小池氏が登壇するカンファレンスの開催を記念し、海外のドローンビジネス事情をまとめた書籍「ドローンビジネスレポート」より、内容を一部抜粋して紹介します。

 

商業ドローンがもたらす次世代作業循環

商業ドローンによるメリットは大きくふたつに分かれます。ひとつはコストダウン。もうひとつは安全な作業環境の確保です。

コストダウンは、作業時間の短縮や作業の簡易化が重要なポイントです。たとえば、橋梁の検査では、橋の下までアームが伸びる特殊な車両を使って検査したり、人が橋桁から登ったり、ロープでぶら下がって検査します。また、携帯電話の基地局やテレビなどの放送塔では、人がロープにぶら下がって検査をしたり、ヘリコプターを使用します。このような作業は、ヘリコプターや専門重機のコストが高いこと、作業に危険性がともなうことが課題です。実際、米国には数十万本の携帯タワーがありますが、その検査作業で毎年、数名の死亡事故が起きています。商業ドローンを利用することで、こうした検査作業を短時間で安全にできれば、企業にとって大きなメリットが得られます。

 

スカイフィーチャーズHPより

Sky Futures社 HPより

実際、スカイ・フューチャーズ(sky-futures)社は、石油業界では世界的に有名なドローン検査事業者です。彼らのドローン検査は、契約額が数千万から数億円にも達します。では、なぜ企業はドローン検査に、それほど高額な費用を投じるのでしょうか。

現在、同業界では、石油関連の設備を止め、作業員が足場などを組んで検査します。数カ月ごととはいえ、一定期間設備を止めなければなりません。設備を止めている期間は生産できないため、その損失は数億円になるでしょう。もし、「操業しながら」あるいは「停止期間を短縮」できれば、その費用削減効果は巨額です。加えて、作業員の安全確保も商業ドローンを利用する大きなメリットです。

スカイフューチャーズ Youtubeより

スカイフューチャーズ Youtubeより

スカイ・フューチャーズ社は、産業設備のドローン検査に特化して、必要に応じてさまざまな機体やセンサーを利用します。現場作業だけでなく、得られた画像データをAI 分析する後処理工程も、独自のソフトウェアを開発して提供しています。同社は最近、港湾設備や造船業界などにも進出して、こうしたトータル・ソリューションを提供しています。

一方、一般の企業ユーザーにとって、こうした大規模な商業ドローン検査は必要ないでしょう。その意味で、次に紹介するサンディエゴ・ガス・アンド・エレクトリック社はドローン点検のパイオニアとして有名で、良い参考となるはずです。

 

ヘリコプター業務の変わりを担える手軽なツール

San Diego Gas & Electric社 HPより

San Diego Gas & Electric社 HPより

サンディエゴ・ガス・アンド・エレクトリック(San Diego Gas & Electric:以下SDGE)社は、カリフォルニア州サンディエゴ市などに電気やガスを供給している中堅のエネルギー事業者です。米国海軍の主要拠点で、携帯チップ大手クアルコム(Qualcomm)社などのハイテク企業が集積する地域としても知られています。

SDGE社 事業エリア

SDGE社の営業面積は、約10,619平方キロメートル。だいたい岐阜県と同じ広さです。主力事業は電力とガスの配給で、電力配線網は総距離約3万6,000キロメートルです。変電設備が大小約1万7,000 カ所、配電用電柱約22万本、電力の契約者は約340万世帯に達します。

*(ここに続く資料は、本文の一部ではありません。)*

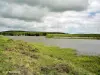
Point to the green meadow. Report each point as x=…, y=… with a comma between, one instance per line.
x=74, y=36
x=23, y=58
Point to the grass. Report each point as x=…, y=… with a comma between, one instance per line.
x=22, y=58
x=74, y=36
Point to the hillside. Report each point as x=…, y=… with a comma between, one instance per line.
x=22, y=58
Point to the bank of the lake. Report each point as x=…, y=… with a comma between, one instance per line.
x=83, y=46
x=26, y=58
x=74, y=36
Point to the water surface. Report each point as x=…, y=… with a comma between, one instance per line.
x=83, y=46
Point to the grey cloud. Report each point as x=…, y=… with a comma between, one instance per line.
x=23, y=12
x=55, y=5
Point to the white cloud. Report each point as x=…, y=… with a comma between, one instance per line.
x=17, y=15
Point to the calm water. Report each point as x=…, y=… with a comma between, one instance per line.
x=82, y=46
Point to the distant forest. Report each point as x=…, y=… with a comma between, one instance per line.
x=27, y=33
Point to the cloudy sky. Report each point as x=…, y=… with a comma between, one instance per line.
x=70, y=16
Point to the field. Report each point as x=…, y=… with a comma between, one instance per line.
x=75, y=36
x=23, y=58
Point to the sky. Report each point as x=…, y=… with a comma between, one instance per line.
x=69, y=16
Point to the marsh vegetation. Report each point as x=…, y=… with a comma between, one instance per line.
x=38, y=59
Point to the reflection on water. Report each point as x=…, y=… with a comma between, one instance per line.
x=81, y=45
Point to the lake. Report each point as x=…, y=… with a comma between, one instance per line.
x=83, y=46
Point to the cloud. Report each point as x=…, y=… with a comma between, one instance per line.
x=70, y=16
x=22, y=12
x=55, y=5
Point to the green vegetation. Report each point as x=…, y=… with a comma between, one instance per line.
x=77, y=36
x=27, y=33
x=22, y=58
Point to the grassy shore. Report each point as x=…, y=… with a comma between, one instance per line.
x=74, y=36
x=22, y=58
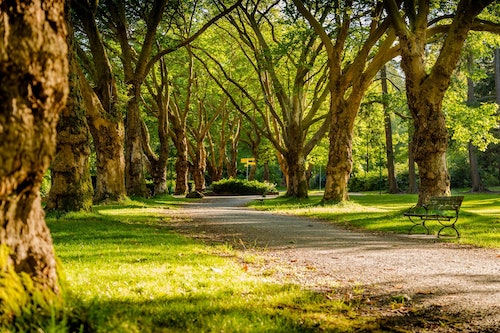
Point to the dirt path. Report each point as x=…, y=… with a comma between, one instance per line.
x=439, y=282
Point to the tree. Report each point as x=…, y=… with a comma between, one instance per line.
x=33, y=90
x=71, y=188
x=425, y=88
x=352, y=66
x=103, y=115
x=135, y=71
x=391, y=173
x=286, y=61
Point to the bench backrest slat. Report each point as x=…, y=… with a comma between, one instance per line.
x=445, y=203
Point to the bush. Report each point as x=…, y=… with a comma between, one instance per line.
x=369, y=181
x=242, y=187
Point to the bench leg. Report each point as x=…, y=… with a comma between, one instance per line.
x=417, y=223
x=450, y=224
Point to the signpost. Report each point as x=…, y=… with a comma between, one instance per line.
x=248, y=161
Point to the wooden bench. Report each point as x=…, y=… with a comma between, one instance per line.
x=443, y=209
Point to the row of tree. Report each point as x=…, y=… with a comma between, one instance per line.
x=278, y=64
x=277, y=75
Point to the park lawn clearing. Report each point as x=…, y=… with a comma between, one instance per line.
x=478, y=222
x=127, y=271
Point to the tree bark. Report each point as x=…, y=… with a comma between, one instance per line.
x=389, y=150
x=33, y=90
x=412, y=175
x=425, y=89
x=339, y=166
x=104, y=119
x=347, y=85
x=71, y=188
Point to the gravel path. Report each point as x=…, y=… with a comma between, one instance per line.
x=438, y=281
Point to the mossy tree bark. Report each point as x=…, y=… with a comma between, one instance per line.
x=71, y=188
x=348, y=81
x=103, y=117
x=33, y=90
x=425, y=88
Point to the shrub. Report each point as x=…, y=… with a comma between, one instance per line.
x=242, y=187
x=369, y=181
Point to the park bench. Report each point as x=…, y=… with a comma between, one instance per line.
x=442, y=209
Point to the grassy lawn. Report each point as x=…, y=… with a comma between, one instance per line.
x=127, y=271
x=478, y=223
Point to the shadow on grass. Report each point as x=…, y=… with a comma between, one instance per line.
x=219, y=313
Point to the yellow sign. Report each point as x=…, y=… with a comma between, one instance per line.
x=248, y=161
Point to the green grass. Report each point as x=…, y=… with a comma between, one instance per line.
x=127, y=271
x=478, y=223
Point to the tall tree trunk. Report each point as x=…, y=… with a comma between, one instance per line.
x=266, y=174
x=135, y=181
x=71, y=188
x=103, y=117
x=389, y=150
x=339, y=166
x=181, y=162
x=296, y=161
x=199, y=166
x=33, y=90
x=425, y=89
x=477, y=183
x=107, y=134
x=412, y=175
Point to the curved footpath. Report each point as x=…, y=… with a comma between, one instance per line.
x=461, y=282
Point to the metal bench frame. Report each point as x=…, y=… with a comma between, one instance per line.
x=443, y=209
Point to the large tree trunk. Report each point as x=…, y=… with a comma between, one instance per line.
x=104, y=119
x=71, y=188
x=389, y=150
x=135, y=181
x=33, y=90
x=107, y=134
x=297, y=172
x=430, y=141
x=339, y=166
x=425, y=88
x=181, y=162
x=199, y=166
x=412, y=175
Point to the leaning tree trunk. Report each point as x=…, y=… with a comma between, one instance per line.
x=181, y=161
x=430, y=141
x=71, y=188
x=33, y=90
x=103, y=116
x=389, y=151
x=135, y=182
x=339, y=166
x=107, y=134
x=199, y=167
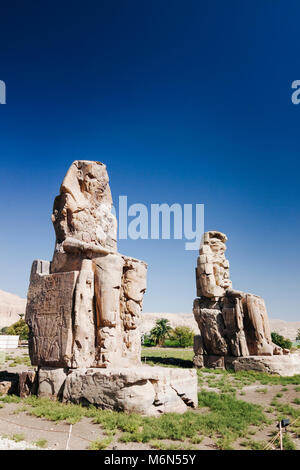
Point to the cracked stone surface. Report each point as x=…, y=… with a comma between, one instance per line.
x=146, y=390
x=231, y=323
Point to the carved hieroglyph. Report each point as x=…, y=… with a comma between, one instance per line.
x=231, y=323
x=84, y=307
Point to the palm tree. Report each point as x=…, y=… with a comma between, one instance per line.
x=161, y=331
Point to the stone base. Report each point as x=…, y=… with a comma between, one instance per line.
x=285, y=365
x=145, y=390
x=288, y=365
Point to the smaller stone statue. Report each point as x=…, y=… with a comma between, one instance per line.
x=232, y=323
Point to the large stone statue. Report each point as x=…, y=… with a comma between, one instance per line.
x=84, y=309
x=232, y=324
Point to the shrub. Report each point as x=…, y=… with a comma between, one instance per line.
x=183, y=335
x=281, y=341
x=19, y=328
x=160, y=332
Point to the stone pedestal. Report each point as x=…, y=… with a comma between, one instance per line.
x=145, y=390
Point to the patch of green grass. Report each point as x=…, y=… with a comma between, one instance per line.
x=42, y=443
x=262, y=390
x=168, y=357
x=55, y=410
x=254, y=445
x=160, y=445
x=18, y=437
x=226, y=419
x=285, y=409
x=10, y=399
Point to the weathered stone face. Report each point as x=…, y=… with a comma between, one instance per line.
x=145, y=390
x=49, y=317
x=231, y=323
x=84, y=307
x=84, y=310
x=212, y=272
x=82, y=211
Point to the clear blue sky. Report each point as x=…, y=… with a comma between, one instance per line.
x=185, y=101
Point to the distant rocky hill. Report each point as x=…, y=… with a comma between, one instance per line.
x=11, y=306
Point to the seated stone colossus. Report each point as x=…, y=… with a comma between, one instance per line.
x=84, y=310
x=232, y=323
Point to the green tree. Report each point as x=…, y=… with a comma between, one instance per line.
x=19, y=328
x=281, y=341
x=183, y=335
x=161, y=331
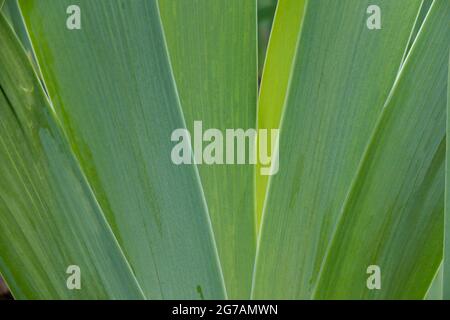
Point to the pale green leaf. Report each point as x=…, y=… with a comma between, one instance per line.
x=49, y=219
x=436, y=287
x=112, y=87
x=212, y=46
x=341, y=78
x=276, y=74
x=446, y=265
x=393, y=216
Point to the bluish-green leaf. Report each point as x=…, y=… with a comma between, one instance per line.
x=112, y=87
x=213, y=50
x=49, y=218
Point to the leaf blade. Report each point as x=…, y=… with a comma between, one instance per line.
x=43, y=195
x=333, y=122
x=402, y=208
x=112, y=87
x=212, y=45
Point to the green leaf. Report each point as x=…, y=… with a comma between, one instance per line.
x=436, y=287
x=212, y=46
x=424, y=9
x=14, y=17
x=277, y=71
x=446, y=265
x=340, y=80
x=49, y=218
x=111, y=85
x=393, y=216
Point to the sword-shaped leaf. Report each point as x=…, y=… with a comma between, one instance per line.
x=49, y=218
x=213, y=50
x=393, y=216
x=107, y=71
x=341, y=77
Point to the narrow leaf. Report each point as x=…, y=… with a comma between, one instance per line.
x=276, y=74
x=393, y=216
x=212, y=46
x=446, y=265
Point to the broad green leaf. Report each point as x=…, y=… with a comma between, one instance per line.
x=341, y=77
x=266, y=12
x=446, y=265
x=212, y=46
x=49, y=219
x=276, y=74
x=424, y=9
x=393, y=216
x=12, y=13
x=436, y=287
x=111, y=85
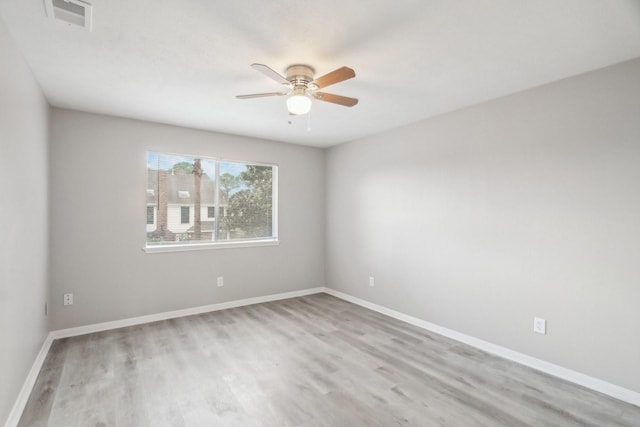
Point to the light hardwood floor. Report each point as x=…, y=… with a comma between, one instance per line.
x=309, y=361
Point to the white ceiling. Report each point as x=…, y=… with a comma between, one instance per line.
x=183, y=62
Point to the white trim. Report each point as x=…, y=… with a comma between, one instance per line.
x=587, y=381
x=29, y=382
x=217, y=245
x=132, y=321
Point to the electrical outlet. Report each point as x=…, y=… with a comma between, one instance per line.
x=68, y=299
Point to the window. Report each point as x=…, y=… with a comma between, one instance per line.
x=184, y=193
x=150, y=215
x=184, y=214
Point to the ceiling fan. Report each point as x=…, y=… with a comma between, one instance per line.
x=303, y=87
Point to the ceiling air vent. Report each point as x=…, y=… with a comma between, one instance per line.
x=73, y=12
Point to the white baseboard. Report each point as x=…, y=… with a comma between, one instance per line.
x=25, y=392
x=105, y=326
x=592, y=383
x=549, y=368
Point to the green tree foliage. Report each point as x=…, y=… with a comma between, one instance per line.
x=228, y=183
x=249, y=213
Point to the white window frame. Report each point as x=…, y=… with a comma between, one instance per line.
x=220, y=244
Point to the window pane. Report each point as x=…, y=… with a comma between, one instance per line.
x=186, y=205
x=246, y=193
x=182, y=188
x=184, y=214
x=150, y=216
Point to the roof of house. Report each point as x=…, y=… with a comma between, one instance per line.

同社は、2014年から社内プロジェクトを立ち上げて商業ドローンに取り組んできました。目的はふたつ。ひとつは、ドローンという新しい技術を熟知すること。ふたつ目は業務に利用するメリットがあるかを確かめ、運用方法を確立することです。
予備実験を繰り返しながら、同社はドローン点検の利用範囲として、以下の業務を想定しました。

  1. 停電の原因箇所の特定
  2. ガスや電力配給網の定期点検
  3. ヘリコプターや地上要員がアクセスしにくい遠隔地・難所にある設備点検
  4. 山火事の状況を的確に把握する情報収集
  5. 大型重機やヘリコプターの使用を減らし、環境保全と騒音の軽減、コストカット

4番目の山火事は、SDGE社らしい利用方法といえます。カリフォルニア州南部は、乾季に大規模な山火事に見舞われます。1週間以上続くこともあり、電力やガス配給網も大きな被害に遭います。

 

従来方式とドローン利用を比較して効率の良さを確認

SDGE社は、FAA(連邦航空局)から2014年にSection333 飛行免許を取得(現在はPart 107免許)し、最近は電力配電網の点検業務に焦点を絞って、ドローンの導入効果を詳しく調べるパイロット・プログラムを実施しています。これから紹介するデータは、2017年秋にシリコンバレーで開催されたドローンワールドエキスポで、SDGE社が発表した資料とインタビューに基づいています。

このパイロット・プログラムは、ドローンの用途を絞り込むことで具体的な効果測定を狙っています。また実際の業務に影響が出ないよう、点検サンプルのサイズは小規模に抑えました。

効果測定の対象を配電網点検に絞り、従来の検査法とコストや作業時間を比較しています。チームは、パイロット免許を持つ外部の専門チームを雇う一方、社内からはヘリコプター(3機)と車両巡回(4台)担当者が参加しました。点検サンプルは山岳地から一般住宅地まで、7種類のケースを設定しています。その結果は以下の通りです。

ケースA〜C

ケースD〜G

(A)~(D)までの4ケースでは、ドローン点検1回で1,300ドル(約15万円)以上のコスト削減が実証されました。しかし、(E)~(G)の3ケースでは逆に1回175ドル(約2万円)以上割高になることも分かりました。ちなみに、日本円表記は1ドル109円で換算しています。(以下同じ)

同パイロット・プログラムにおけるドローン業務の算出基準は、次の通りです。
まず、ドローン運用チームですが、米国では操縦担当のオペレーターとカメラを操作するカメラマン、監視要員が必要です。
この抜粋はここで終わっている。